Francuzi chcą kupić śląski cukier

Katarzyna Kozińska
opublikowano: 1999-09-09 00:00

Francuzi chcą kupić śląski cukier

BYŁ POMYSŁ: Adam Sebzda, prezes Śląskiej Spółki Cukrowej, chciał utworzyć z cukrowni trzy regionalne grupy, które funkcjonowałyby jako spółki akcyjne. fot. ARC

W piątek rozpocznie się prywatyzacja Śląskiej Spółki Cukrowej, jedynego z czterech krajowych holdingów cukrowych, który zostanie sprzedany inwestorowi w całości. O cukrownie z tej grupy powalczą dwaj znaczący inwestorzy zagraniczni: francuska grupa Saint Louis Sucre oraz niemiecki koncern Sźdzucker.

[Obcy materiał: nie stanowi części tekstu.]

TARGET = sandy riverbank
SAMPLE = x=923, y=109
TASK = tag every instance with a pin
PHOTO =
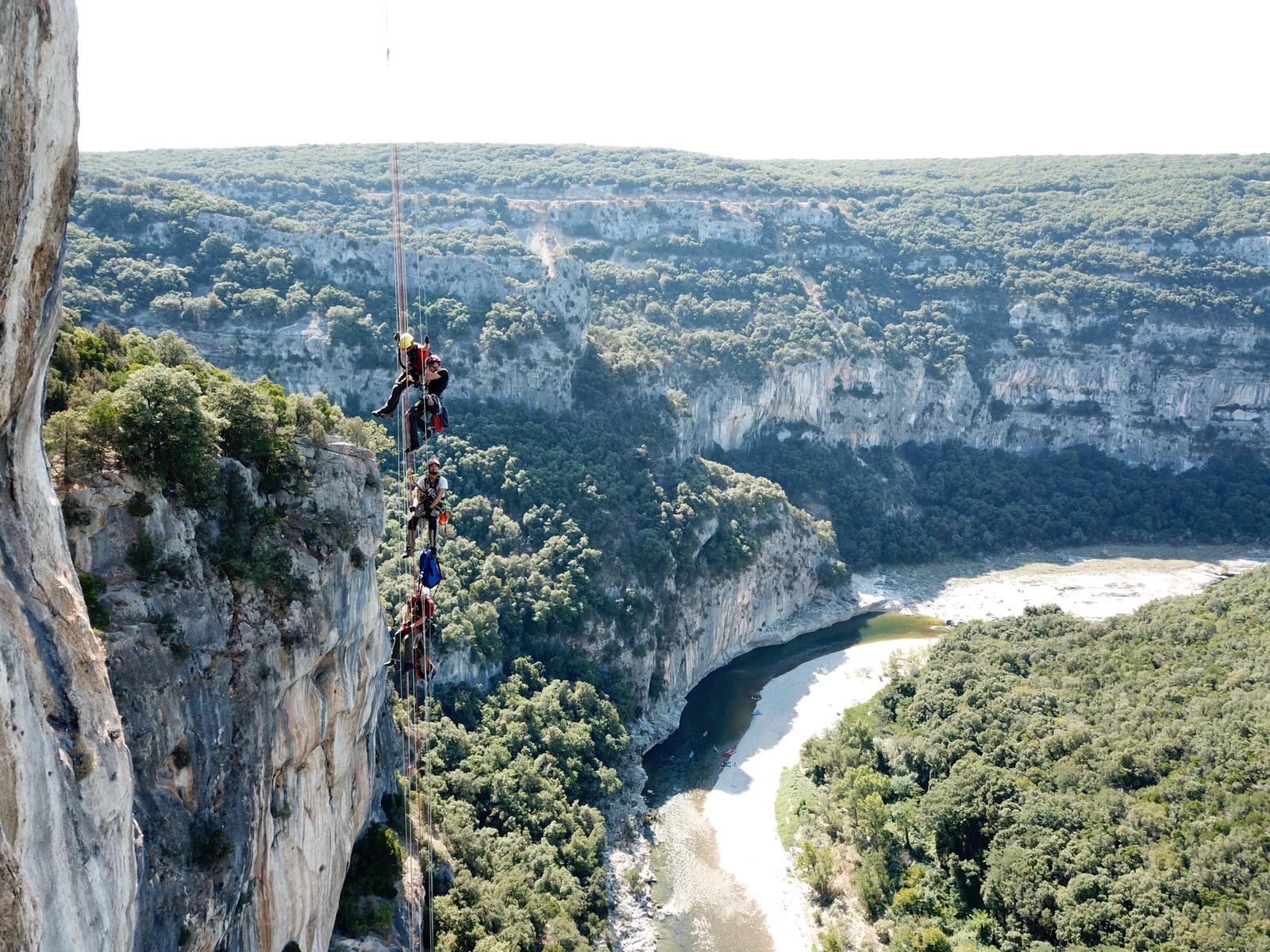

W piątek Ministerstwo Skarbu Państwa ma ogłosić przetarg na sprzedaż akcji Śląskiej Spółki Cukrowej. W ten sposób rozpocznie się prywatyzacja ostatniej grupy cukrowni działających w holdingach cukrowych. Skarb Państwa zdecydował, że spółka śląska — jako jedyna z czterech spółek cukrowych — zostanie sprzedana w całości. W opinii inwestorów zagranicznych zainteresowanych prywatyzacją krajowych cukrowni, jest to największa zaleta tej prywatyzacji. Za jednym zamachem inwestor przejmie bowiem 16 cukrowni, podczas gdy pozostałe holdingi przekształcane są w grupach regionalnych.

Niemcy kontra Francuzi

Swojego zainteresowania śląskimi cukrowniami nie ukrywają inwestorzy, którzy do tej pory jeszcze nie kupili w Polsce żadnego zakładu. Dlatego zależy im na przejęciu od razu16 fabryk. Udział w przetargu zadeklarowała już francuska grupa Saint Louis Sucre. Prawdopodobnie ofertę złoży też inny francuski koncern — Erydania Beghin Say i niemiecki Pfeifer und Langen, który kilka miesięcy temu kupił od holdingu Cukrownię Głogów.

Jednak obserwatorzy rynku cukru spodziewają się, że w finale negocjacji o Śląsk Saint Louis Sucre będzie rywalizować z potężnym niemieckim koncernem spożywczym Sźdzucker.

Pewni swego

Szefowie francuskiej spółki są pewni poparcia ze strony plantatorów i pracowników cukrowni śląskich. Twierdzą, że Niemcy są znani z radykalnych posunięć wobec załóg restrukturyzowanych cukrowni.

Inwestorzy nie chcą ujawnić, ile dokładnie skłonni są zapłacić za śląskie cukrownie. W przypadku innych zakładów jest to średnio ponad 3,1 tys. zł za każdą tonę kwoty cukrowej. Wlicza się w to już wartość wynegocjowanych pakietów.